Kristin Sabbi Awarded 2019 2020 UNM Anthropology Dissertation Fellowship
Posted: May 09, 2019 - 02:30pm
The UNM Department of Anthropology is pleased to announce the establishment of the UNM Anthropology Dissertation Fellowship Award. The fellowship is awarded to an outstanding anthropology graduate student conducting multidisciplinary research with potential public policy implications and is intended for students who have completed their research and are in the write up phase of their dissertation. Anthropology graduate students in any of the three subfields, Ethnology, Archaeology, and Evolutionary Anthropology are eligible for consideration. Kristin Sabbi, Evolutionary Anthropology doctoral candidate, has been awarded the 2019-2020 UNM Anthropology Dissertation Fellowship.
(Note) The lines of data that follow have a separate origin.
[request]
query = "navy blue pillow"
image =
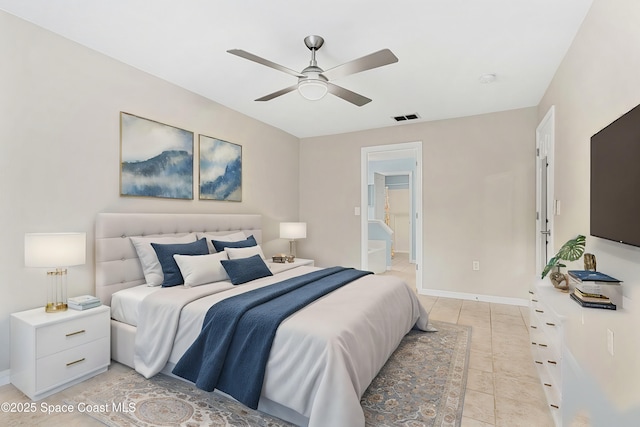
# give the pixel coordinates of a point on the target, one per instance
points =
(243, 270)
(170, 269)
(220, 245)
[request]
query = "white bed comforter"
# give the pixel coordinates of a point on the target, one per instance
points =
(323, 357)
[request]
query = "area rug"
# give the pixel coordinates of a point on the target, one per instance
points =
(422, 384)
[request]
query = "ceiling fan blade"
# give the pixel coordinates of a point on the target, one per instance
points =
(347, 95)
(278, 93)
(251, 57)
(368, 62)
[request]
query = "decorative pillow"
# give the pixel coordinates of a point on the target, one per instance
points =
(244, 270)
(235, 253)
(172, 276)
(200, 269)
(233, 237)
(148, 258)
(220, 245)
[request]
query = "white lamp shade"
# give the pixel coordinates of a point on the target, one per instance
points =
(293, 230)
(54, 250)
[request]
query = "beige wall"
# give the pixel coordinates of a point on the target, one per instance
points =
(478, 200)
(596, 83)
(59, 154)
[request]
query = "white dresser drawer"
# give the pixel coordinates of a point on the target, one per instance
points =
(75, 362)
(65, 335)
(44, 347)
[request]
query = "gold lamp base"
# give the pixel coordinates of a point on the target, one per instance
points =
(55, 307)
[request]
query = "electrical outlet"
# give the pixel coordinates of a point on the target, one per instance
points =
(610, 341)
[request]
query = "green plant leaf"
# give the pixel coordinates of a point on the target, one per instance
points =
(573, 249)
(570, 251)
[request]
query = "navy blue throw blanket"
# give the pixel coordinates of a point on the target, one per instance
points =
(232, 350)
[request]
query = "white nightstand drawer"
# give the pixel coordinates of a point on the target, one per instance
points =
(65, 335)
(75, 362)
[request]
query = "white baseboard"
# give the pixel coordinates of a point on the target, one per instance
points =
(5, 377)
(475, 297)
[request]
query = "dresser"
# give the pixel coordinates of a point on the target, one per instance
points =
(546, 336)
(52, 351)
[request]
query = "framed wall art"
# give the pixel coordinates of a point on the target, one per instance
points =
(220, 170)
(156, 160)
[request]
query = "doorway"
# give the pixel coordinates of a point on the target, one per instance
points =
(395, 160)
(546, 207)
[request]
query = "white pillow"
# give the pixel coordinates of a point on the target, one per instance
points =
(233, 237)
(235, 253)
(200, 269)
(149, 260)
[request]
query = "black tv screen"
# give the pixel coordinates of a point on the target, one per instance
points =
(615, 180)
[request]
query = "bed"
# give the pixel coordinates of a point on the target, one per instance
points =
(323, 357)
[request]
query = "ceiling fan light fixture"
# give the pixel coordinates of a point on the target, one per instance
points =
(312, 89)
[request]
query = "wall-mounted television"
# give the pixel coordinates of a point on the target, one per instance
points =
(615, 180)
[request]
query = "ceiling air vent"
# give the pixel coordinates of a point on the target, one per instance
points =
(406, 117)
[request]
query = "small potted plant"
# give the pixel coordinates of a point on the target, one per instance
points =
(570, 251)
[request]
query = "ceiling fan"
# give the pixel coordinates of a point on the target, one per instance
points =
(314, 82)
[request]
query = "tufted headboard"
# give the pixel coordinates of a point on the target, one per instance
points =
(117, 264)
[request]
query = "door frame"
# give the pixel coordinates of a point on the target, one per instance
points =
(545, 147)
(417, 195)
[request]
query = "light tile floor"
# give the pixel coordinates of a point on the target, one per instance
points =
(502, 386)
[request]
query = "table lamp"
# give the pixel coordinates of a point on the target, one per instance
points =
(293, 231)
(56, 251)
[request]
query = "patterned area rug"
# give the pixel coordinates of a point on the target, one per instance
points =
(422, 384)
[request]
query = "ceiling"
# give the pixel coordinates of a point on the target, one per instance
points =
(443, 46)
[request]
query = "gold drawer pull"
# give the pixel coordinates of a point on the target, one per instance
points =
(76, 361)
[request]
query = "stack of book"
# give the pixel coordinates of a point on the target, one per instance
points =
(83, 302)
(593, 289)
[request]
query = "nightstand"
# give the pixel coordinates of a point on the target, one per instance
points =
(52, 351)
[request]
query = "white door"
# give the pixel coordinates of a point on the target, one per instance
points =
(379, 196)
(391, 151)
(545, 205)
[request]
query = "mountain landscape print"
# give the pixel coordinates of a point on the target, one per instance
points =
(156, 159)
(220, 170)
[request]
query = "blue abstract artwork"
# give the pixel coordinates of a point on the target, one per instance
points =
(220, 170)
(156, 159)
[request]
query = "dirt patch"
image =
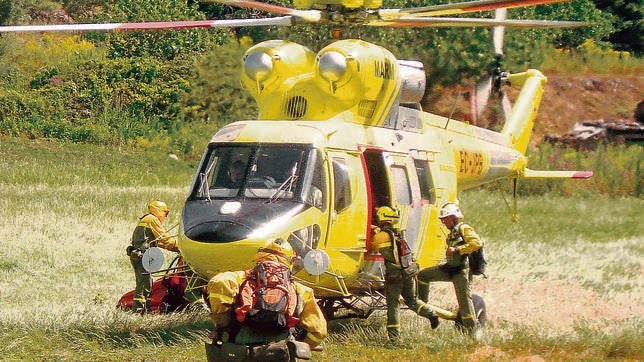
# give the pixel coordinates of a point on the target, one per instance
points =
(567, 99)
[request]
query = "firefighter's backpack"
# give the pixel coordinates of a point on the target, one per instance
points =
(477, 262)
(267, 299)
(476, 259)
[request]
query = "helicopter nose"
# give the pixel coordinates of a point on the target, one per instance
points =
(217, 232)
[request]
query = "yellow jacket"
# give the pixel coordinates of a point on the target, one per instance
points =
(150, 224)
(222, 292)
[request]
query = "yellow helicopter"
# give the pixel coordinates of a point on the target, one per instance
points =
(340, 132)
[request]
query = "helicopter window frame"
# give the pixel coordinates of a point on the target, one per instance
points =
(402, 187)
(425, 181)
(260, 161)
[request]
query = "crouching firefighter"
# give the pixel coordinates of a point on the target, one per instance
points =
(149, 232)
(261, 314)
(400, 272)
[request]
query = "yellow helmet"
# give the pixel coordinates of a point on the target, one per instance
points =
(450, 209)
(387, 214)
(158, 208)
(278, 250)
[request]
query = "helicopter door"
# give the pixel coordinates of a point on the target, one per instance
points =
(407, 198)
(392, 184)
(349, 210)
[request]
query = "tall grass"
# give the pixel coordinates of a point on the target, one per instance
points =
(589, 58)
(68, 212)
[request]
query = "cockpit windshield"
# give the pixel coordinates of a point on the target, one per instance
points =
(271, 172)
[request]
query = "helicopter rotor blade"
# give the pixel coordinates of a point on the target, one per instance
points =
(157, 25)
(473, 6)
(506, 106)
(498, 32)
(437, 22)
(311, 16)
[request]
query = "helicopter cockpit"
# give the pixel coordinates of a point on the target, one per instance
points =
(259, 171)
(246, 187)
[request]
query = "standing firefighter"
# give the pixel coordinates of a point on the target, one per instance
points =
(149, 232)
(400, 272)
(461, 241)
(261, 314)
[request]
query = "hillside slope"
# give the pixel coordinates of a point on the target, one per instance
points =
(567, 99)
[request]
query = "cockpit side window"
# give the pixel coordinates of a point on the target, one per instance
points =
(427, 190)
(401, 185)
(342, 183)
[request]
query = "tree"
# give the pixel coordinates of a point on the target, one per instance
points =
(628, 23)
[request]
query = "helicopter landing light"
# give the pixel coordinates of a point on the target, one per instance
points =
(258, 66)
(230, 208)
(152, 259)
(332, 66)
(316, 262)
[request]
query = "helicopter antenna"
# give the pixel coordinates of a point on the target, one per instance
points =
(451, 113)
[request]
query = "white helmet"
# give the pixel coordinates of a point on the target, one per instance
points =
(450, 209)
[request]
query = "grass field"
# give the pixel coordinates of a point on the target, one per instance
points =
(565, 282)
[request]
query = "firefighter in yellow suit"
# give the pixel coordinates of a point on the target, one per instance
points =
(461, 240)
(222, 293)
(148, 232)
(400, 278)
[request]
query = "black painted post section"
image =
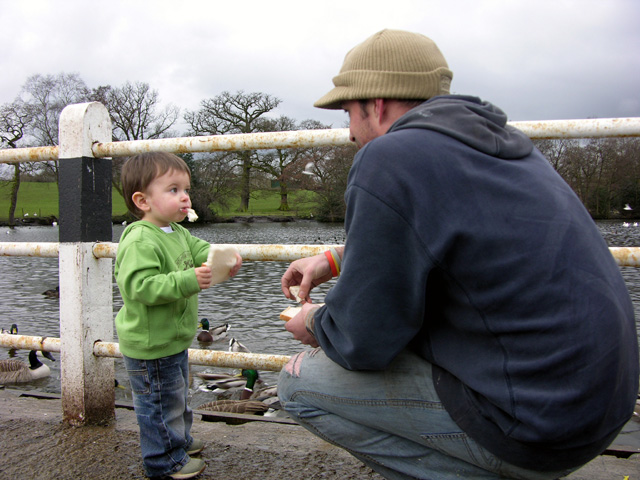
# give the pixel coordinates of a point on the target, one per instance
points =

Kris Sabbi joined the program in 2012 to study primate behavior, endocrinology, and life history under Drs Melissa Emery Thompson and Martin Muller. Her dissertation project comprises a multi-year interdisciplinary study of wild chimpanzee social development with two primary goals. First, she uses traditional methodologies in field-based primatology, including observational behavioral data, to characterize how young chimpanzees interact with other group members and situates chimpanzee social development in the context of understanding human developmental patterns. Second, drawing from established methodologies in endocrinology and developmental psychology, she examines how hormones, early-life social experience, and underlying differences in attention, shape male and female social behavior during development. Early results reveal sex differences in all three factors, indicating that gendered human socialization overlies an already complex system of coordinated and interactive social, neurological, and hormonal developmental processes. Since joining the program her research has been funded internally by the department of anthropology, GPSA, and OGS; and externally by the American Philosophical Society, Sigma Xi, the Nacey Maggioncalda Foundation, The Wenner-Gren Foundation, and the Leakey Foundation. She has presented results from her research at nine regional, national, and international conferences, winning three awards.